The Hulk and the Sub-Mariner
The Hulk, whose original series The Incredible Hulk had suffered a quickly canceled, six-issue run in 1962-63, returned to star in his own feature when Tales to Astonish became a split book at issue #60 (Oct. 1964), after having guest-starred as Giant-Man's antagonist in a full-length story the previous issue. The Hulk had proven a saleable guest-star in three issues of Fantastic Four and an issue of The Amazing Spider-Man. Now and these new stories — scripted by Lee and illustrated by the seldom-seen team of penciler Steve Ditko and inker George Roussos. Ditko, who has virtually always inked his own sketchy but almost preternaturally elemental pencils, was given an even darker, more shadowy look that usual by Roussos' bold, craggy inks, creating a unique look that in some ways pressaged that of the "grim and gritty" late-1980s and 1990s comics.
This early part of the Hulk's run introduced the Leader, who would become the Hulk's archnemesis, and additionally made the Hulk's identity known — initially only to the military.
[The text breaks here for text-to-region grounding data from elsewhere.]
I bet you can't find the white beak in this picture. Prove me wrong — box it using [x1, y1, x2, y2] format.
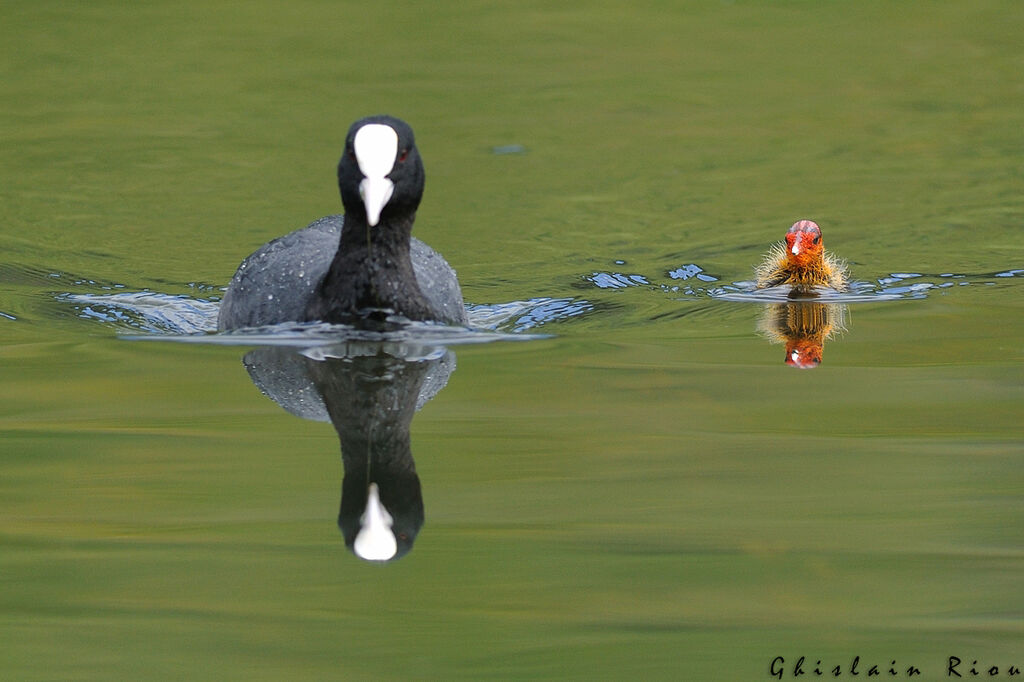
[353, 483, 397, 561]
[791, 242, 801, 255]
[359, 177, 394, 227]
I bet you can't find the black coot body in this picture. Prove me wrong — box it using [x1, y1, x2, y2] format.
[218, 116, 467, 330]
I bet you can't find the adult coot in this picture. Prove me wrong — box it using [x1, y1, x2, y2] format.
[218, 115, 468, 330]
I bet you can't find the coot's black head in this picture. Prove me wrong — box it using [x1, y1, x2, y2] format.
[337, 115, 425, 228]
[339, 476, 424, 563]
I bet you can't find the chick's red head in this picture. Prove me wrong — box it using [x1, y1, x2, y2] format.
[784, 338, 823, 369]
[784, 220, 824, 266]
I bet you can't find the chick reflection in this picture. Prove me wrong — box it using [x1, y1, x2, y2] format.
[757, 302, 847, 368]
[242, 344, 455, 561]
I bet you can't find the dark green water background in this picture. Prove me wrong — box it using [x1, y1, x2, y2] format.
[2, 1, 1022, 679]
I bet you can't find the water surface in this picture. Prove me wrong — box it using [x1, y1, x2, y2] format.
[2, 1, 1023, 679]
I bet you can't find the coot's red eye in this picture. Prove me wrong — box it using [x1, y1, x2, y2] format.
[398, 149, 409, 162]
[347, 149, 356, 160]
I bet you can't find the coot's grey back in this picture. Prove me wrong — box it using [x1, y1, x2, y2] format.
[217, 215, 468, 330]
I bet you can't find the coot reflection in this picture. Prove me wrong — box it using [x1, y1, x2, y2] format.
[242, 342, 454, 561]
[757, 301, 848, 369]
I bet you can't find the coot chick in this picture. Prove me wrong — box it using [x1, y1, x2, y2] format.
[218, 115, 468, 330]
[754, 219, 849, 292]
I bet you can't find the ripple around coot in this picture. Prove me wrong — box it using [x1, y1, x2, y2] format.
[58, 291, 221, 334]
[125, 319, 547, 348]
[55, 286, 595, 345]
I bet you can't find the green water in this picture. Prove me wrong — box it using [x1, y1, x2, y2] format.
[2, 1, 1023, 679]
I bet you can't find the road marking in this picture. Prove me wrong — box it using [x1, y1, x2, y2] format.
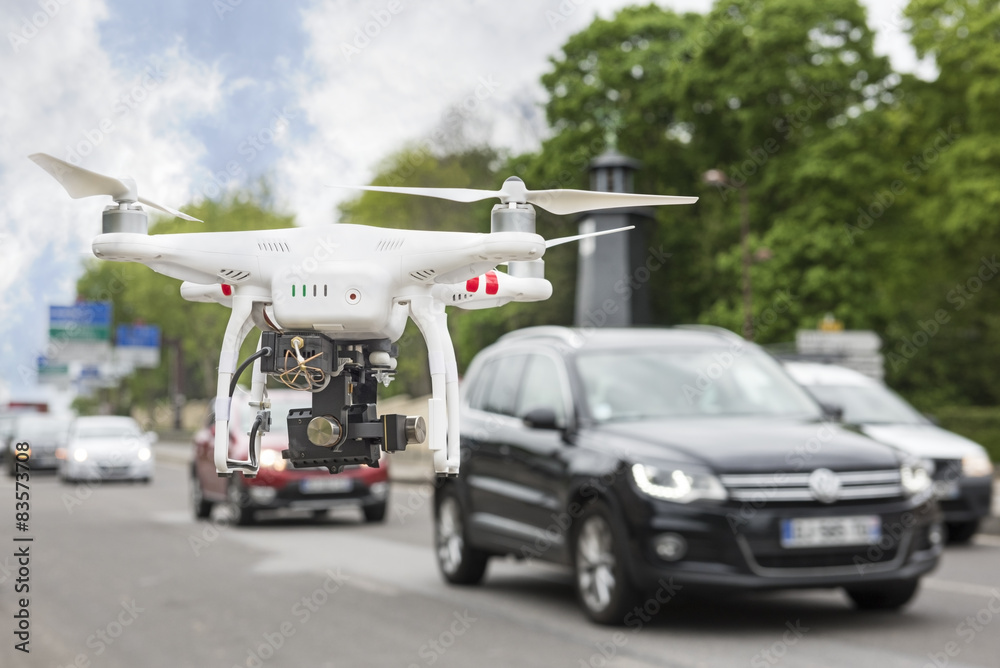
[974, 534, 1000, 548]
[923, 578, 1000, 598]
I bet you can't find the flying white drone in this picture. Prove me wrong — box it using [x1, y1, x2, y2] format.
[30, 152, 696, 477]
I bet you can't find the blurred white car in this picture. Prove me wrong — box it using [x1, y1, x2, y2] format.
[785, 362, 994, 543]
[59, 416, 156, 484]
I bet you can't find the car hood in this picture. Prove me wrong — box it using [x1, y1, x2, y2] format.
[859, 423, 986, 460]
[591, 416, 901, 473]
[70, 437, 146, 453]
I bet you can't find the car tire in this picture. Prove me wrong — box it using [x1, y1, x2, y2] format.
[573, 500, 640, 625]
[844, 578, 920, 610]
[191, 468, 214, 520]
[435, 489, 489, 585]
[227, 477, 256, 526]
[946, 521, 979, 544]
[363, 502, 387, 523]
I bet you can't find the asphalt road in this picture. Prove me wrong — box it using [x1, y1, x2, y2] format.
[1, 460, 999, 668]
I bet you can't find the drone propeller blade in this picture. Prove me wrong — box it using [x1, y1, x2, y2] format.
[29, 153, 135, 201]
[137, 196, 202, 222]
[526, 190, 698, 216]
[29, 152, 202, 221]
[545, 225, 635, 248]
[333, 177, 697, 216]
[332, 184, 502, 204]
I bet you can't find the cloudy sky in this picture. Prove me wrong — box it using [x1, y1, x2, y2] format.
[0, 0, 930, 399]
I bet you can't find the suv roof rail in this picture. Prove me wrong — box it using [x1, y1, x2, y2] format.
[497, 326, 581, 346]
[673, 324, 745, 343]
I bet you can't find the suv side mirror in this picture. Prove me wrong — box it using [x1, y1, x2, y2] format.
[523, 408, 561, 431]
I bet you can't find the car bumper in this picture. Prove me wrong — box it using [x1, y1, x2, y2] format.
[624, 494, 943, 591]
[60, 458, 154, 481]
[241, 474, 389, 511]
[936, 475, 994, 524]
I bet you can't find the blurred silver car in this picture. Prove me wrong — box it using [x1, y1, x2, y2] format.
[59, 416, 156, 483]
[785, 362, 994, 543]
[7, 413, 70, 474]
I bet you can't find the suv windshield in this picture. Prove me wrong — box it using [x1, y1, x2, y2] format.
[576, 347, 822, 421]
Namor the Sub-Mariner received his first feature in a decade beginning with #70 (Aug. 1965). After the final issue of Tales to Astonish (which became the solo magazine The Incredible Hulk with issue #102), the Sub-Mariner co-starred in the split-book one-shot Iron Man and Sub-Mariner #1 before going on to his own 72-issue series.
A brief horror anthology bearing the same name ran from 1979-1981, and the one-shot Marvel Selects: Tales to Astonish featured the Hulk, Namor, Ant-Man and the Wasp.